一般的にグラム陰性の細菌は人体にとって毒性を持つことが多い。これはグラム陽性を示す細菌は、その細胞膜にペプチドグリカンを多く含有するが、これは人体には本来存在しないものであり、免疫系が働くのに対し、グラム陰性を示す細菌では細胞膜が莢膜*1や粘液でおおわれているために、免疫系が働きづらいことに起因する。
抗原性の違いによってボツリヌス菌が分類されるのはボツリヌス毒素のまとめでもふれたとおり。芽胞はきわめて耐久性の高い菌の状態。熱、乾燥、化学的刺激だけではなくX線にも耐久性を示す。らしいぞ!

ソーセージやハムを食べた人の間に起こる食中毒であったためこの名がついた。
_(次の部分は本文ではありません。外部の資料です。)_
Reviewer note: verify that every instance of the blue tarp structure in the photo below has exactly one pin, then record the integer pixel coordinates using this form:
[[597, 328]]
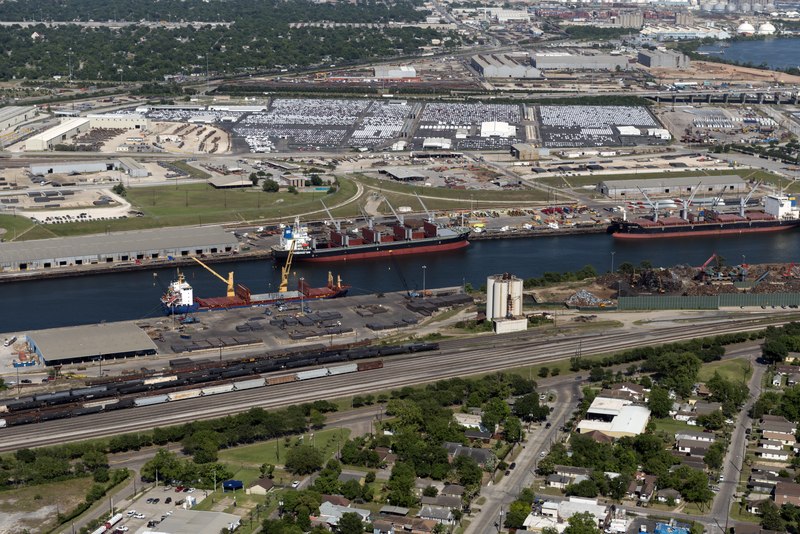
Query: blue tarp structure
[[232, 485]]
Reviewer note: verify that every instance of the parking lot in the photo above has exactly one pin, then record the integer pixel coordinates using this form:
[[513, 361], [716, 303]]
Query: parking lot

ハムやソーセージに発色剤として添加される硝酸塩は、発色作用よりもボツリヌス菌の繁殖を抑える目的で使用されている。

これは豆知識だ。

予防と治療

ボツリヌス菌は芽胞となって高温に耐えることができるが、ボツリヌス毒素自体は加熱することで無害化する。A、B型菌を不活化させるには100℃ で6時間、芽胞で120℃で4分間の加熱が必要であるが、ボツリヌス毒素自体は100℃で1〜2分の加熱で失活される。このため、ボツリヌス菌による食中毒を防ぐには、食べる直前に食品を加熱することが効果的である。
中毒になった場合、抗毒素はウマ血清のみ(ただし、乳児ボツリヌス症では致死率が低いこともあり、一般的に使われない)。毒素の型毎に抗毒素もある。一般に「食餌性ボツリヌス症に対する抗毒素の投与は発症から24時間以内が望ましい」とされるが、24時間以上経過での投与でも効果が有ることが報告された。
ワクチンは研究者用にボツリヌストキソイドが開発されているが、中毒になってから用いても効果がない。また、米国においてボツリヌス免疫グロブリンが開発されている。
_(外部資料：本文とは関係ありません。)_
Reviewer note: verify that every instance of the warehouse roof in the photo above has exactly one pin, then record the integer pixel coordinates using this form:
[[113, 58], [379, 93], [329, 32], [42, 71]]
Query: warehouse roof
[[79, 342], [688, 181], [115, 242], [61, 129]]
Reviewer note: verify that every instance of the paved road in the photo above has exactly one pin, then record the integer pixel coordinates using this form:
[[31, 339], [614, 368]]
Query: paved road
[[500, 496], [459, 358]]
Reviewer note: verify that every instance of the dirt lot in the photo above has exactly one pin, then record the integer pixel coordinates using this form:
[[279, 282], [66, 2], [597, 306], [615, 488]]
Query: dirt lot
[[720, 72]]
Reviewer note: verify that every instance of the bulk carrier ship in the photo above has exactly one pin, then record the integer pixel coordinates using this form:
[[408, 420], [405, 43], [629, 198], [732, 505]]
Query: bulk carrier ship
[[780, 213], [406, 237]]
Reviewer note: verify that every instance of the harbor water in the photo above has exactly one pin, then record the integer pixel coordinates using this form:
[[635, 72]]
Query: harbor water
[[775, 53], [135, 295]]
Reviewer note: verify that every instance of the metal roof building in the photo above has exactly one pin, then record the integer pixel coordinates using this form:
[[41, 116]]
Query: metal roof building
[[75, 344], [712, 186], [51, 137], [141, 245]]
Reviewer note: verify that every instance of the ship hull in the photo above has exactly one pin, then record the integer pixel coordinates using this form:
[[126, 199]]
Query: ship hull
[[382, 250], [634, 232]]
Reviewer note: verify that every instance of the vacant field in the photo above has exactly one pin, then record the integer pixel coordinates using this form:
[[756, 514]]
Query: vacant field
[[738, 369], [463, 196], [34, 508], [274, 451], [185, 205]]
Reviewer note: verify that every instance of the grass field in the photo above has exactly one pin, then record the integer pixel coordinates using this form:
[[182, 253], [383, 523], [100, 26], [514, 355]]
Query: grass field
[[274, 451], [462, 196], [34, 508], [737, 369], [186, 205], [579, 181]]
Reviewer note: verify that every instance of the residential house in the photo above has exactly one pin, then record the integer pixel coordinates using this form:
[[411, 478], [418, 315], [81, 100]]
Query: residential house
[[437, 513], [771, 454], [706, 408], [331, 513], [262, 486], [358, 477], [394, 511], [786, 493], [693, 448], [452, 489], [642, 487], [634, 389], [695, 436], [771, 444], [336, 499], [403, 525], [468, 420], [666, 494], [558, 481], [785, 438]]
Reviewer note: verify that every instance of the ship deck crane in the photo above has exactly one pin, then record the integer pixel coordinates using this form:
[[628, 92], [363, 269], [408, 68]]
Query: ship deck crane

相当熱に強いらしいね。ボツリヌス毒素さえ不活化してしまえば、菌自体は消化管中でのぞかれるために食中毒になることはない。ただ、1歳未満の乳幼児は消化管が短く、腸内細菌叢が未発達であることから特有の中毒症状を起こすことがある。赤ちゃんにハチミツや野菜ジュースをあげちゃいけないのは、このため。
文中のトキソイドというのは外毒素(細胞が細胞外へ放出するタンパク質などの毒素を外毒素というのだ)をホルマリンなどで処理し、免疫原性(だから、免疫のスイッチを入れる性質)を有したまま毒性を消失したもの。不活化ワクチンは病原体そのものを不活化するために、両者は異なる概念として扱われるらしい。


とりあえず、ボツリヌスについてはこれくらいでいいや。